5/8" plywood or mdo would be acceptable. Don't use mdf or particle board as it will sag. Also consider a hardwood strip around the edges, that will dress it up a little and keep it from sagging. A 1 1/4" hardwood strip glued and possibly biscuited to the edge of the ply wood would give it considerable strength. Mdo, would accept paint well.

Reactions: Thank You! 1 | Agree 1


----------



## jim mcnamara (Sep 11, 2016)

You would have to steam bend any hardwood edging as thick as 1.25 inches, if I understand the picture of the cardboard mock up of a shelf above.

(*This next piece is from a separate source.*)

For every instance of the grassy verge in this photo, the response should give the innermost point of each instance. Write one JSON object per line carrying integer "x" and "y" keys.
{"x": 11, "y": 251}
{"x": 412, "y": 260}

As a general comment, laminates like plywood, because of bidirectional grain and glued laminations, are stronger than a single piece of wood the same thickness - using the same species of wood, of course. So as crude rule of thumb, 0.50 inch ply is structurally as strong (bending and creep) as a piece of 1.0 inch solid wood, same species. Better quality plywood has fewer voids (or none ) than lower grades, and so is structurally stronger than the lower grades.

phinds posted ( http://woodbarter.com/threads/wood-id-resources.70/ ) a link to the FPL resources. Download a free copy of 'Wood as an Engineering Material'. Super useful.

As you can see, it is kinda hard to give good advice by remote control, so to speak, when we don't know much about the requirements. I'm guessing your friend did not give you enough information to start with.

Reactions: Thank You! 1


----------